I've got most of it: $$\mathcal{L}(\theta|x) = (2\pi)^{-n/2} \exp\left\{-\frac{1}{2} \sum_{i=1}^n (x_i-\theta)^2\right\}$$ and thus \begin{align} \frac{\partial L}{\partial \theta} = 0 &\implies (2\pi)^{-n/2}\exp\left\{\frac{1}{2} \sum_{i=1}^n (x_i-\theta)^2\right\}\sum_{i=1}^n (x_i-\theta) = 0\\ &\implies \sum_{i=1}^n (x_i - \theta) = 0 \\ &\implies \theta^* = \frac{1}{n}\sum_{i=1}^n x_i. \end{align} I'm trying to confirm that this is a maximum and not a minimum. We have $$\frac{\partial^2 L}{\partial \theta^2} = (2\pi)^{-n/2}\exp\left\{\frac{1}{2} \sum_{i=1}^n (x_i-\theta)^2\right\}\left[\left(\sum_{i=1}^n (x_i-\theta)\right)^2-n\right].$$ Is this computation correct? Now how can I show that$\left[\sum_{i=1}^n (x_i-\theta)\right]^2-n< 0$ so that we assure $\theta^*$ is the maximum and not a minimum/inflection point.

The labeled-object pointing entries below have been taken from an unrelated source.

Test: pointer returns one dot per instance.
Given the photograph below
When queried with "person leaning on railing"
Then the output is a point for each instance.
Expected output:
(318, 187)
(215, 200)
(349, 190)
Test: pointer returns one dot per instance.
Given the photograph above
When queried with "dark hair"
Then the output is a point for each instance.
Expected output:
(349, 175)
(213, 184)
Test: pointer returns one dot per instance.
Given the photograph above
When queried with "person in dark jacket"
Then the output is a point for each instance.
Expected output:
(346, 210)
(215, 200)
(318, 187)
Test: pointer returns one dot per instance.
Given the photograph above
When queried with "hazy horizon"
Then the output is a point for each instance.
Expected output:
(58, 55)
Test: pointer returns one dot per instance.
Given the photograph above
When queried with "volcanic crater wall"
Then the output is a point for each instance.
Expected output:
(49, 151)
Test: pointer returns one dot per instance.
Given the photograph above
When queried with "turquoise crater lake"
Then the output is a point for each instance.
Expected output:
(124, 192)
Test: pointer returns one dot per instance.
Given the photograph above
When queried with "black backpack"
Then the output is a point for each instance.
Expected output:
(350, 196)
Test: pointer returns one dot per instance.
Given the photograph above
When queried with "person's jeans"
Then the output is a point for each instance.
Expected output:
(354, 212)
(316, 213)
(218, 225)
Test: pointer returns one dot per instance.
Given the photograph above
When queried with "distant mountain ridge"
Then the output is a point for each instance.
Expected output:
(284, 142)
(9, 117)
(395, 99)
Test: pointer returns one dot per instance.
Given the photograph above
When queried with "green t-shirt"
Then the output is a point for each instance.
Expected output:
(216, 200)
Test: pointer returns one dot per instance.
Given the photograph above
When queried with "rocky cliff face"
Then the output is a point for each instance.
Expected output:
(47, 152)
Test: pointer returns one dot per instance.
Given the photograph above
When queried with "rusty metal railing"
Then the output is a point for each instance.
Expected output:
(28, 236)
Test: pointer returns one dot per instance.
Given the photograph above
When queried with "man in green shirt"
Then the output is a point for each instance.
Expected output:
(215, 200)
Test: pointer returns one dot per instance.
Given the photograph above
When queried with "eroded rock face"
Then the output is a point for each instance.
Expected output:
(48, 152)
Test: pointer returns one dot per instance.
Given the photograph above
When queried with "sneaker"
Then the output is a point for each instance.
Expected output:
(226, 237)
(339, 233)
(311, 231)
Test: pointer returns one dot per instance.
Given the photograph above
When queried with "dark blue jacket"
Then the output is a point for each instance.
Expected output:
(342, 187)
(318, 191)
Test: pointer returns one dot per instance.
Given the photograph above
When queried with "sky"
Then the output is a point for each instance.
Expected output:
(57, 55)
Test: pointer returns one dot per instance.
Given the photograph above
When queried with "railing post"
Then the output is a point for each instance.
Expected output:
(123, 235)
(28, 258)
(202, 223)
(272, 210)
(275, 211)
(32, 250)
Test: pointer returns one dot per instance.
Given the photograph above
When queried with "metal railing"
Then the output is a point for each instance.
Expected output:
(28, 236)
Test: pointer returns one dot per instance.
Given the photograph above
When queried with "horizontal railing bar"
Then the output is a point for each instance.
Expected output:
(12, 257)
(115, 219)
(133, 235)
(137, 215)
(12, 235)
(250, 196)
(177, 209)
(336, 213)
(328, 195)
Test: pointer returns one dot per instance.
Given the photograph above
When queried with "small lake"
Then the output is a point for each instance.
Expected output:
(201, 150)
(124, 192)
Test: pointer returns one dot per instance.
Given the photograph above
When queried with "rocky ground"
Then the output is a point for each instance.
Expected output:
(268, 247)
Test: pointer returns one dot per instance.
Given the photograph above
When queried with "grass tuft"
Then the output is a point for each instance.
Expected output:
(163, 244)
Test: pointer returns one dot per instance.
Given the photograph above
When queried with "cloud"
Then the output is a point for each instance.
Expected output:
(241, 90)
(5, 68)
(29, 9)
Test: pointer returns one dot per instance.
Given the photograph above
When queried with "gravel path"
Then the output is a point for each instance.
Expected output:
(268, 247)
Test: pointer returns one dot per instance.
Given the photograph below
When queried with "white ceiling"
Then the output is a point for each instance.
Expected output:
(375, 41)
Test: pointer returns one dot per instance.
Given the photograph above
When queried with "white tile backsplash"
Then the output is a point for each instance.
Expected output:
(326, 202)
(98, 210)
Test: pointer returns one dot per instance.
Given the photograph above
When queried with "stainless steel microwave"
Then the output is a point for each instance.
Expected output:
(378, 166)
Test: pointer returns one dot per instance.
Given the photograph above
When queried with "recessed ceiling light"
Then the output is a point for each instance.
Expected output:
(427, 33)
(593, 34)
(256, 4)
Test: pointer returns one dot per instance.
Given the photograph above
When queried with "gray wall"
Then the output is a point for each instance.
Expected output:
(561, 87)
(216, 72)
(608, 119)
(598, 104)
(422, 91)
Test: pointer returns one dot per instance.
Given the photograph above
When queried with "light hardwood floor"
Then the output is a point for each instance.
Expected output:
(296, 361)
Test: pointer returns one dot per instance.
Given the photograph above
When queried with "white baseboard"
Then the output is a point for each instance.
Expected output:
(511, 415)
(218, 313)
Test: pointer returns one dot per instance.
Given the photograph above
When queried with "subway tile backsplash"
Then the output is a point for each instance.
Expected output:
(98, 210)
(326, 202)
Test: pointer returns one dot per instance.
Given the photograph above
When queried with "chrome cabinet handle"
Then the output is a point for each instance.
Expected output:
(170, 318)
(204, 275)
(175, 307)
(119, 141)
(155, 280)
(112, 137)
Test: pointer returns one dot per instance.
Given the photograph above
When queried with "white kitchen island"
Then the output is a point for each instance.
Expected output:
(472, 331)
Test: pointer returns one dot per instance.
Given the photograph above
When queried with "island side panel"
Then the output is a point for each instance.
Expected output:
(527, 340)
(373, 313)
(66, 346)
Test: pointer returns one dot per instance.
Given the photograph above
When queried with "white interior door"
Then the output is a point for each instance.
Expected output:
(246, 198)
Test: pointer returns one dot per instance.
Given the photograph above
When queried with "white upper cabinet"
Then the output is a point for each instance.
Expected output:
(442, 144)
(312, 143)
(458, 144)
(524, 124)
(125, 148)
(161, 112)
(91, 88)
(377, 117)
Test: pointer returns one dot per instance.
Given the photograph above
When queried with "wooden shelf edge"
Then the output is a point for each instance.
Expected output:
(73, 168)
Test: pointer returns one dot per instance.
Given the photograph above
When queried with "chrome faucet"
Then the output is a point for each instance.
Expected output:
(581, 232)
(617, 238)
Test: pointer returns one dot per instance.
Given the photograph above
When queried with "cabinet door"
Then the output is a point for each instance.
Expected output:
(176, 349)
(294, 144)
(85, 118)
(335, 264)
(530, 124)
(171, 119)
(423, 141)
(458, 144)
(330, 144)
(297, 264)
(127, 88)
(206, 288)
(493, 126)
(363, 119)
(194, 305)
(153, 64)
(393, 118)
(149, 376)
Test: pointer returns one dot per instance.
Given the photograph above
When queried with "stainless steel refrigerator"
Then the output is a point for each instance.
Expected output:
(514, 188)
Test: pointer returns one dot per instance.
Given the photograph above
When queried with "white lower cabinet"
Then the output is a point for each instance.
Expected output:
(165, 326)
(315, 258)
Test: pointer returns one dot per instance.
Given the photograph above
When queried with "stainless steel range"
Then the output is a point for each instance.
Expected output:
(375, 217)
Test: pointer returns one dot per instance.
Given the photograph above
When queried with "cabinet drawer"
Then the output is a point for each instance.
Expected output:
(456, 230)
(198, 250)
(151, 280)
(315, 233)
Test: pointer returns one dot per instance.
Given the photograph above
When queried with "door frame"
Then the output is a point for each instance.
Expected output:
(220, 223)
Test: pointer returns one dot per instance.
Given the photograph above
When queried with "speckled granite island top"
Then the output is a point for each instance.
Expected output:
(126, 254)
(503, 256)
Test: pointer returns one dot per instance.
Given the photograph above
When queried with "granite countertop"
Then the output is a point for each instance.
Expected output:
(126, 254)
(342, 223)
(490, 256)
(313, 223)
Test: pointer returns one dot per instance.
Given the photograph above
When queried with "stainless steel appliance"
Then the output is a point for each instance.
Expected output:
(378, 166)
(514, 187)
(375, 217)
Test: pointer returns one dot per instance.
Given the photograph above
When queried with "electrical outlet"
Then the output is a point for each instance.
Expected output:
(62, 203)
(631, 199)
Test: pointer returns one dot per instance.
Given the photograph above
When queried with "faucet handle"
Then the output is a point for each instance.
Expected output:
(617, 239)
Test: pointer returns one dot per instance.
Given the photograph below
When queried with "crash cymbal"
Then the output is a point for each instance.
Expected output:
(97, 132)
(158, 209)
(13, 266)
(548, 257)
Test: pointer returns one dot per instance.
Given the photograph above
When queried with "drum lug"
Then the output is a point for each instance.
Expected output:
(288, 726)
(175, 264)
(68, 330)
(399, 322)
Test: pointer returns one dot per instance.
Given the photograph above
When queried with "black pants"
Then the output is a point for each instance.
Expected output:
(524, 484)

The second derivative needs to be less than zero at $\theta^*,$ so the first term of the prefactor is zero and what’s left, $-n$, is clearly negative.
On a side note, it’s easier here, and a good idea in a lot of cases, to maximize the log of the likelihood rather than the likelihood.